基金financially supported by Indian Institute of Space Science and Technology(IIST),Thiruvananthapuram
文摘Banded iron formations (BIFs) are major rock units having hematite layers intermittent with silica rich layers and formed by sedimentary processes during late Archean to mid Proterozoic time. In terrestrial environment, hematite deposits are mainly found associated with banded iron formations. The BIFs in Lake Superior (Canada) and Carajas (Brazil) have been studied by planetary scientists to trace the evolution of hematite deposits on Mars. Hematite deposits are extensively identified in Meridiani region on Mars. Many hypotheses have been proposed to decipher the mechanism for the formation of these deposits. On the basis of geomorphological and mineralogical studies, aqueous environment of deposition is found to be the most supportive mechanism for its secondary iron rich deposits. In the present study, we examined the spectral characteristics of banded iron formations of Joda and Daitari located in Singhbhum craton in eastern India to check its potentiality as an analog to the aqueous/marine environment on Mars.

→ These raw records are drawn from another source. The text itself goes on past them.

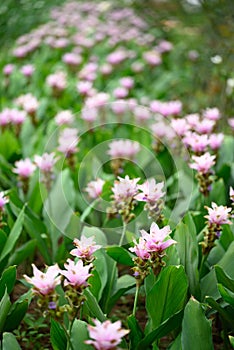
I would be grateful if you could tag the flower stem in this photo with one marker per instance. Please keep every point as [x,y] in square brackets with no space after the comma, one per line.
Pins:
[136,300]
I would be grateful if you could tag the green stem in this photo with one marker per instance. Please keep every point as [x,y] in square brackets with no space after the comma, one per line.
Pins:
[136,300]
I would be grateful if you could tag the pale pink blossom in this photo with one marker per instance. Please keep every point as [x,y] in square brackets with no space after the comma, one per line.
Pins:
[76,274]
[85,247]
[218,215]
[155,240]
[125,188]
[151,192]
[94,188]
[215,141]
[123,149]
[24,168]
[64,118]
[203,163]
[212,114]
[106,335]
[44,282]
[3,200]
[45,162]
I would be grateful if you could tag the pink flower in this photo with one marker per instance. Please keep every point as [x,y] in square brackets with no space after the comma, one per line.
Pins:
[24,168]
[3,200]
[140,249]
[155,240]
[212,113]
[45,162]
[151,192]
[94,188]
[123,149]
[64,118]
[76,273]
[215,141]
[218,215]
[203,163]
[106,335]
[44,282]
[125,188]
[85,247]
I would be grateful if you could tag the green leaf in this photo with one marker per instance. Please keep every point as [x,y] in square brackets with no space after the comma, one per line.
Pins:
[93,306]
[5,306]
[14,235]
[9,342]
[123,284]
[15,315]
[79,334]
[168,295]
[187,247]
[121,255]
[166,327]
[196,328]
[7,280]
[136,333]
[57,336]
[22,253]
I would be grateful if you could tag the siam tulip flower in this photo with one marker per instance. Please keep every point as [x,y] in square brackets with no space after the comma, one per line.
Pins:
[8,69]
[218,215]
[3,200]
[120,92]
[123,149]
[24,168]
[76,274]
[94,188]
[27,70]
[64,118]
[151,192]
[212,114]
[44,283]
[215,141]
[106,335]
[85,247]
[180,126]
[203,163]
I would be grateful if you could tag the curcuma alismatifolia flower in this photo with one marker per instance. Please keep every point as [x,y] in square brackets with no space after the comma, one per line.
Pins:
[44,283]
[217,216]
[85,247]
[106,335]
[150,251]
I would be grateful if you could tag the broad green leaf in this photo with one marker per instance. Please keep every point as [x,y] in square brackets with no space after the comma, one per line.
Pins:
[7,280]
[5,306]
[187,247]
[9,342]
[166,327]
[121,255]
[196,328]
[123,284]
[168,295]
[136,333]
[15,316]
[79,334]
[57,336]
[93,306]
[13,236]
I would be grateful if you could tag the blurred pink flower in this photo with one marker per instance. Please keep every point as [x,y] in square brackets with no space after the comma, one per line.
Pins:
[24,168]
[218,215]
[44,282]
[85,247]
[94,188]
[151,192]
[106,335]
[76,274]
[203,163]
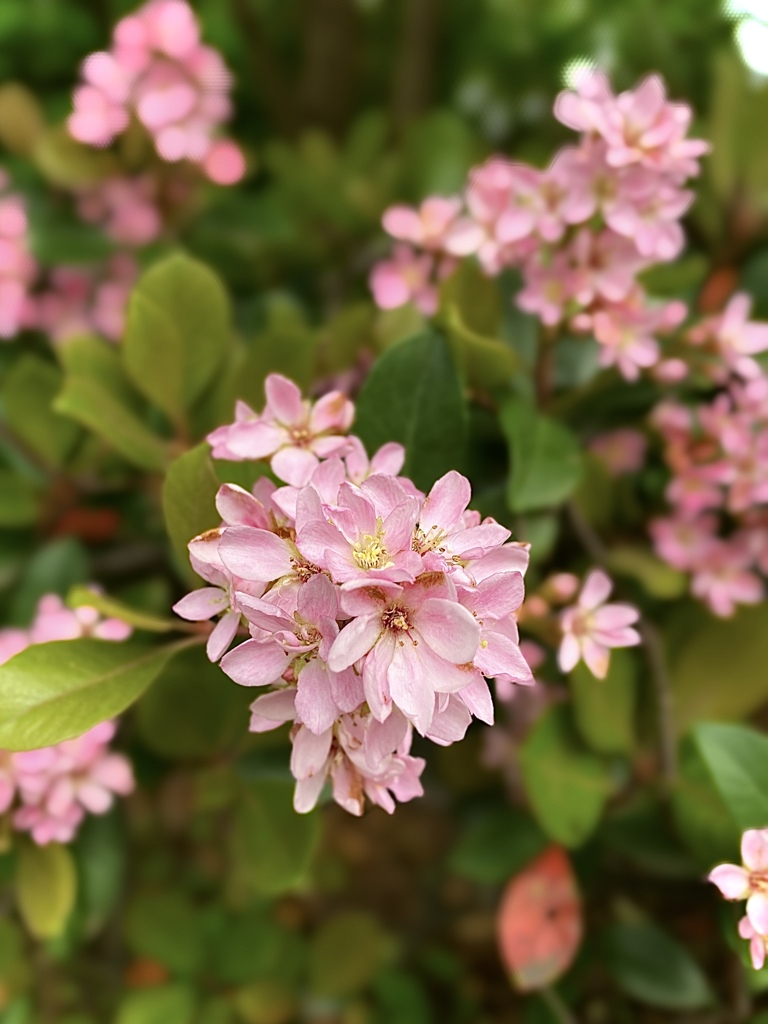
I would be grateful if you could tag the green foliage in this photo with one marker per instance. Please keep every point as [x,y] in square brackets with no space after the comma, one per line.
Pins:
[566,784]
[716,652]
[214,709]
[178,333]
[188,493]
[53,691]
[346,953]
[545,456]
[46,886]
[737,759]
[496,844]
[653,969]
[413,395]
[604,709]
[271,846]
[27,394]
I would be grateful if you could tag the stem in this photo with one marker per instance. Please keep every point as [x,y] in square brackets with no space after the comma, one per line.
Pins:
[653,652]
[556,1005]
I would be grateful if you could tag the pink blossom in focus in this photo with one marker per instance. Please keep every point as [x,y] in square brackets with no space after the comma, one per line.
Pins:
[592,627]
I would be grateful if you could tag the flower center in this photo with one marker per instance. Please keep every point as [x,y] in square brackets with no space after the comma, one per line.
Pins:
[369,551]
[395,619]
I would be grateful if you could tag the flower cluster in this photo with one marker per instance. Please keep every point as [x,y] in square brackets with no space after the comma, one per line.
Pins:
[160,73]
[717,452]
[17,268]
[750,882]
[580,230]
[81,300]
[373,609]
[48,792]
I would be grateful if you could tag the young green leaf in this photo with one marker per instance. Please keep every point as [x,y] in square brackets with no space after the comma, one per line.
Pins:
[80,597]
[46,887]
[90,403]
[413,395]
[54,691]
[188,498]
[271,845]
[28,393]
[566,784]
[178,333]
[545,455]
[737,760]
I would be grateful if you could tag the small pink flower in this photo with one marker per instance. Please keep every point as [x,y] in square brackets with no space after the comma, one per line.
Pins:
[592,628]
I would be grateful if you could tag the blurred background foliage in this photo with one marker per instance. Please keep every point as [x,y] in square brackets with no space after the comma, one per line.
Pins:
[208,900]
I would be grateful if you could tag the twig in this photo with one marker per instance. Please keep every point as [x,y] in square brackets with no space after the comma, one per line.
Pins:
[653,652]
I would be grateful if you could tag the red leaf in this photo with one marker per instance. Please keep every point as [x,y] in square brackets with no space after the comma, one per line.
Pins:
[540,921]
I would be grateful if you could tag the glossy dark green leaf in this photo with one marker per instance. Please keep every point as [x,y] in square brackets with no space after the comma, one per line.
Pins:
[215,710]
[27,394]
[566,784]
[178,332]
[496,844]
[546,462]
[652,968]
[188,497]
[604,709]
[413,395]
[737,759]
[46,887]
[271,845]
[53,691]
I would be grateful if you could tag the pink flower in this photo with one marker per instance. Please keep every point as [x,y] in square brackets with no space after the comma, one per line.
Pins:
[17,268]
[412,642]
[159,73]
[592,628]
[408,276]
[57,785]
[436,225]
[292,432]
[749,882]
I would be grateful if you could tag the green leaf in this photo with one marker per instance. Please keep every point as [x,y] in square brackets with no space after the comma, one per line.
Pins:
[163,1005]
[704,820]
[53,568]
[28,393]
[188,497]
[54,691]
[178,333]
[546,458]
[604,709]
[20,503]
[496,845]
[167,928]
[346,953]
[567,785]
[90,403]
[100,854]
[83,597]
[46,886]
[737,760]
[413,395]
[271,845]
[719,672]
[215,710]
[650,967]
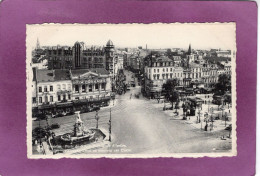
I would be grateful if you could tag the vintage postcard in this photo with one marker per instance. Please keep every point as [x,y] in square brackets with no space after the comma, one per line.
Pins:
[131,90]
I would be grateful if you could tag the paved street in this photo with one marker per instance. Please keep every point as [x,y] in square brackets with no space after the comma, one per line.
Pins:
[145,128]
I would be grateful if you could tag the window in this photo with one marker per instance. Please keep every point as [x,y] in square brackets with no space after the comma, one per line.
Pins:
[96,86]
[103,86]
[77,88]
[83,88]
[69,87]
[163,75]
[154,76]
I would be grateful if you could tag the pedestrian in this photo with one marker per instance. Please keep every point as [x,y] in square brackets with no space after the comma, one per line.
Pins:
[206,127]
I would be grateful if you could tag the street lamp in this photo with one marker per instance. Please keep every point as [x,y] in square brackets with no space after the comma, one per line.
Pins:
[97,118]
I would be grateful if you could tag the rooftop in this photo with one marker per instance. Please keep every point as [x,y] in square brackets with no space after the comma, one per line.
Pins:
[43,75]
[100,71]
[161,59]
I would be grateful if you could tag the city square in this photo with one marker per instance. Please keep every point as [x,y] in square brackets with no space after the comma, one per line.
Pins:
[99,100]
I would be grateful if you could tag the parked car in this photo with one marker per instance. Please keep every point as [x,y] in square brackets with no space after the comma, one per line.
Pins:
[167,107]
[96,108]
[55,126]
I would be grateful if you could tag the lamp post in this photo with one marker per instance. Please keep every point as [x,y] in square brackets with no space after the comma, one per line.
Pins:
[199,113]
[110,126]
[97,118]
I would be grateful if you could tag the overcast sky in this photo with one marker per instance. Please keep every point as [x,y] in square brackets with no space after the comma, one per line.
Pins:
[176,35]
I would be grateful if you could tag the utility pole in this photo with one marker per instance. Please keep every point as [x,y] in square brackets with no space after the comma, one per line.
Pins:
[110,126]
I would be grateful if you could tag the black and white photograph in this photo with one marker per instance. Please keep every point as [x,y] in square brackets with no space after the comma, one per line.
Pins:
[131,90]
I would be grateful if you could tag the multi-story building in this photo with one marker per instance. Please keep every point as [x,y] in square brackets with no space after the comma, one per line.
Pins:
[210,74]
[90,84]
[53,86]
[65,90]
[81,57]
[158,70]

The prominent banding feature of banded iron formations is in the range of few millimeters to few centimeters in thickness. Fe rich bands are darker (gray) in color compared to the light reddish jaspilitic chert bands. Thin quartz veins (〈4 mm) are occasionally observed in the handspecimens of banded iron formations. Spectral investigations have been conducted in VIS/NIR region of electromagnetic spectrum in the laboratory conditions. Optimum absorption bands identified include 0.65, 0.86, 1.4 and 1.9 μm, in which 0.56 and 0.86 μm absorption bands are due to ferric iron and 1.4 and 1,9 μm bands are due to OH/H2O. To validate the mineralogical results obtained from VlS/NIR spectral radiometry, laser Raman and Fourier transform infrared spectroscopic techniques were utilized and the results were found to be similar. Goethite-hematite association in banded iron formation in Singhbhum craton suggests dehydration activity, which has altered the primary iron oxide phases into the secondary iron oxide phases. The optimum bands identified for the minerals using various spectroscopic techniques can be used as reference for similar mineral deposits on any remote area on Earth or on other hydrated planetary surfaces like Mars.